Dilansir melalui Antaranews, masyarakat yang menempati Pulau Rempang ini tidak memiliki sertifikat, sehingga semua berada di bawah otorita Batam. Pemerintah juga menawarkan untuk mencarikan tempat tinggal baru atau relokasi yang disesuaikan dengan kehidupan mereka.
Untuk memudahkan mereka, pemerintah juga memberikan hak guna bangunan seluas 500 meter. Untuk putra putri mereka juga akan diberikan beasiswa pendidikan ke Cina, sementara untuk putra daerah dilatih untuk bisa bekerja di pabrik kaca yang akan dibangun disana.

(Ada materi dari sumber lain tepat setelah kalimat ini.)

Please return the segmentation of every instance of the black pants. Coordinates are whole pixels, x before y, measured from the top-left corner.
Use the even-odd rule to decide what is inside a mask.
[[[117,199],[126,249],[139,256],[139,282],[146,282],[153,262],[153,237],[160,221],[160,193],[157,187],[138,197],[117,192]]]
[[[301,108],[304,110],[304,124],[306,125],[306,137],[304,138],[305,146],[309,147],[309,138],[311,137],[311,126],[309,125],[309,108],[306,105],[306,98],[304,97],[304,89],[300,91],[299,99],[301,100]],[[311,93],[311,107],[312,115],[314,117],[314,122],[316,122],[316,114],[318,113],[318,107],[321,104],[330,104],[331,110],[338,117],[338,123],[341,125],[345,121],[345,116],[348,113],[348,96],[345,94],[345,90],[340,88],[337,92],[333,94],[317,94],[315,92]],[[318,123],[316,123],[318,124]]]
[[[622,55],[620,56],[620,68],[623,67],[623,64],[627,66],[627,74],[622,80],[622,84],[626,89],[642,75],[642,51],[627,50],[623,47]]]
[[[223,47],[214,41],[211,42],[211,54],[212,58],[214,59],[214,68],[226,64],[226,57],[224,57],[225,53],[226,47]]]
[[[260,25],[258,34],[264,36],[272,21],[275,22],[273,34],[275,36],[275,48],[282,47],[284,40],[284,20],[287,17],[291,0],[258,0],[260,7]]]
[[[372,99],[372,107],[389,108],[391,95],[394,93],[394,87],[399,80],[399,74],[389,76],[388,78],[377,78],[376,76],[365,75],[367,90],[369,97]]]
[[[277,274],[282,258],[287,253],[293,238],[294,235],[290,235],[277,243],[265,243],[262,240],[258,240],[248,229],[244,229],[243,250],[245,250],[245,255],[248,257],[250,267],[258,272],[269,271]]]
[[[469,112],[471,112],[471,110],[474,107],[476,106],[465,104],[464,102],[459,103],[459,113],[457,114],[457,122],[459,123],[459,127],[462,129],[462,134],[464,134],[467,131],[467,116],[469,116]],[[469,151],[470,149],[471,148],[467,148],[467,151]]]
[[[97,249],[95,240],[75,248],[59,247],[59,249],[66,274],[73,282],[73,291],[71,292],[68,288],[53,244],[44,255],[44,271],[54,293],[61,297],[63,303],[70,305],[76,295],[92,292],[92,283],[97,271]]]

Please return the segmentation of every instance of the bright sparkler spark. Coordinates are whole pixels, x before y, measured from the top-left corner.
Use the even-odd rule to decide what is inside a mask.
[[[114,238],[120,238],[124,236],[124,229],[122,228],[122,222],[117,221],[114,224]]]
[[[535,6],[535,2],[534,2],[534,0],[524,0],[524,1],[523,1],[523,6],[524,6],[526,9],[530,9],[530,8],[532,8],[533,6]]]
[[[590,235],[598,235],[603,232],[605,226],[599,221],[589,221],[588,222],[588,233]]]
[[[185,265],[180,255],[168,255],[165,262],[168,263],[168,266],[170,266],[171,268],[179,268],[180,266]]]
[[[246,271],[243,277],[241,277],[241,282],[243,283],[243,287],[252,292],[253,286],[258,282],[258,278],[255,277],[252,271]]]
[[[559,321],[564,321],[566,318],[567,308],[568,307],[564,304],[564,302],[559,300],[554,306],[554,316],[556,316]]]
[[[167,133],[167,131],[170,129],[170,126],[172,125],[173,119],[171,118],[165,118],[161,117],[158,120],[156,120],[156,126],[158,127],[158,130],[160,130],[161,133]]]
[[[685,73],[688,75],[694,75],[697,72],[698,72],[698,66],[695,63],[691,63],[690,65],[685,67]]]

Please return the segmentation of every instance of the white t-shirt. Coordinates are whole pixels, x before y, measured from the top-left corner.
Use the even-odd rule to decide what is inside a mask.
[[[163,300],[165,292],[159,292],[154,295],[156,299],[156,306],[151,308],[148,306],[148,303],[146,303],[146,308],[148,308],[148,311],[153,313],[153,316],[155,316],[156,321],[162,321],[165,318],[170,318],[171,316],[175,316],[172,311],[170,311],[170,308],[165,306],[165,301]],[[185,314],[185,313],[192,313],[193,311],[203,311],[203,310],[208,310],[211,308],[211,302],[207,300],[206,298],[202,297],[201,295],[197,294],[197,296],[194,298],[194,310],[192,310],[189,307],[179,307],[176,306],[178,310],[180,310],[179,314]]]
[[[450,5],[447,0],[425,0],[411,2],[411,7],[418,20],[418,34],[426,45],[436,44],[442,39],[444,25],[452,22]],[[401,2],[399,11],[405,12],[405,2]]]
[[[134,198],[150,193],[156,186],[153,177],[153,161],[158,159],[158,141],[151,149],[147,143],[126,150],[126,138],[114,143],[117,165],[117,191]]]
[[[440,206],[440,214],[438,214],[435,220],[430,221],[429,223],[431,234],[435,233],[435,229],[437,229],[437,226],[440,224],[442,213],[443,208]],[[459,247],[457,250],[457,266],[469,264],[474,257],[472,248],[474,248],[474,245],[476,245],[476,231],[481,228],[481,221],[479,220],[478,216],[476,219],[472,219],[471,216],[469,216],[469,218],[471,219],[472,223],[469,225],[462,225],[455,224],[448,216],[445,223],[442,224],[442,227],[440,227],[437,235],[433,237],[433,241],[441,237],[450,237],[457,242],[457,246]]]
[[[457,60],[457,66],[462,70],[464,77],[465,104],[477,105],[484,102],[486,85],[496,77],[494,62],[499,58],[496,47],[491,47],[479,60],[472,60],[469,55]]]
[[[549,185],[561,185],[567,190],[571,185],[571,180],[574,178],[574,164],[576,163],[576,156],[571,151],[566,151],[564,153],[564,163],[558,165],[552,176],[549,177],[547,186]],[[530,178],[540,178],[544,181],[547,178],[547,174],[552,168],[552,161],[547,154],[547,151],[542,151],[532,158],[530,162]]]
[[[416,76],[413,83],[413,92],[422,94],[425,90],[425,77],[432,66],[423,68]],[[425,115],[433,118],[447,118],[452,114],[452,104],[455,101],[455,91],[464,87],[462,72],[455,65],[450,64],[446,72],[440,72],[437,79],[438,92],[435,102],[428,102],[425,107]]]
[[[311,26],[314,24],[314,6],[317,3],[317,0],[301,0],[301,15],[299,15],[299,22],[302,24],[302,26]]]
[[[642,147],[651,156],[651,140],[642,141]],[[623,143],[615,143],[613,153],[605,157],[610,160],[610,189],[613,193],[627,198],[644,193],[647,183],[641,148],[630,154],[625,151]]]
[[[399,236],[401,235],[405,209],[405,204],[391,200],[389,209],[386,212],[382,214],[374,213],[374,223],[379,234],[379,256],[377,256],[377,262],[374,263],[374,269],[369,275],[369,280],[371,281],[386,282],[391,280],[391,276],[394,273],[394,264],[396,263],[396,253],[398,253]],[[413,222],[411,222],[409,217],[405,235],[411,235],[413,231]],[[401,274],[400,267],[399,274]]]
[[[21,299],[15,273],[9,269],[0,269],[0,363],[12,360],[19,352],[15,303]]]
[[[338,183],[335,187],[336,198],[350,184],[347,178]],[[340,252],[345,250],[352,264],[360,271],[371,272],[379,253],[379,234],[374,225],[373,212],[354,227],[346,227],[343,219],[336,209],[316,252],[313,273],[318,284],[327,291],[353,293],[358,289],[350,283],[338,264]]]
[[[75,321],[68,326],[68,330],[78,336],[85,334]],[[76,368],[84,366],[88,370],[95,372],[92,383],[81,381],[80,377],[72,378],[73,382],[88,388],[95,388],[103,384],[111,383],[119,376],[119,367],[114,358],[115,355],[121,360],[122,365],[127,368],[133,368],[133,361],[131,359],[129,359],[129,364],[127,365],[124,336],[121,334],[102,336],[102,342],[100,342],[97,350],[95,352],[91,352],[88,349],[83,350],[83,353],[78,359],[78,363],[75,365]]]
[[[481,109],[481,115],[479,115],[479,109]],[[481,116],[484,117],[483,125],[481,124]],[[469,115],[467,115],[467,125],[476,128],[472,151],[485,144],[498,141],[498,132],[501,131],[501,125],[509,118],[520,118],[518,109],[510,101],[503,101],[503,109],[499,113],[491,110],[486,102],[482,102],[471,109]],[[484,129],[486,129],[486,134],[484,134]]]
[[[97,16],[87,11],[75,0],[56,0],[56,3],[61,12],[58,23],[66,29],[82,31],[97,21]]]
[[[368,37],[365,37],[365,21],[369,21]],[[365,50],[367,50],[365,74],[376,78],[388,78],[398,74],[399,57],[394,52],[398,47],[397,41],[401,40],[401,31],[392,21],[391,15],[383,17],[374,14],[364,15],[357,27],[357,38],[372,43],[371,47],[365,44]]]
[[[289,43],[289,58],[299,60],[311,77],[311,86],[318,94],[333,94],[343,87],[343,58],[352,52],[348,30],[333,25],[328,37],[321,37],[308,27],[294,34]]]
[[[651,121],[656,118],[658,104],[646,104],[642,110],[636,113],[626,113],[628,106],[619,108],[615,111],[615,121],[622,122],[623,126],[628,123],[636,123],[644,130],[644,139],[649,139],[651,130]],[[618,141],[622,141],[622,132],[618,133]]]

Peta Pulau Rempang. Google Mapas
Dikutip dari mongabay.com, Wali Kota Batam meminta agar masyarakat lokal dilibatkan dalam pengembangan pulai ini. Bukan hanya soal tenaga kerja, tetapi juga pendidikan. Ini karena ia ingin menyiapkan anak-anak yang memiliki peluang turut aktif dalam pembangunan.
Gerisman, seorang tetua disana memastikan bahwa tidak ada negosiasi untuk relokasi yang dilakukan. Selain itu, kalaupun hal itu tetap dilakukan, masyarakat akan bersatu untuk membuat pagar betis. Hal ini dilakukannya untuk menghindari, jika di masa depan, cucunya bertanya dimana Tanjung Kertang, yang bisa dia tunjukkan hanya kertas karena kampungnya sudah tak kelihatan.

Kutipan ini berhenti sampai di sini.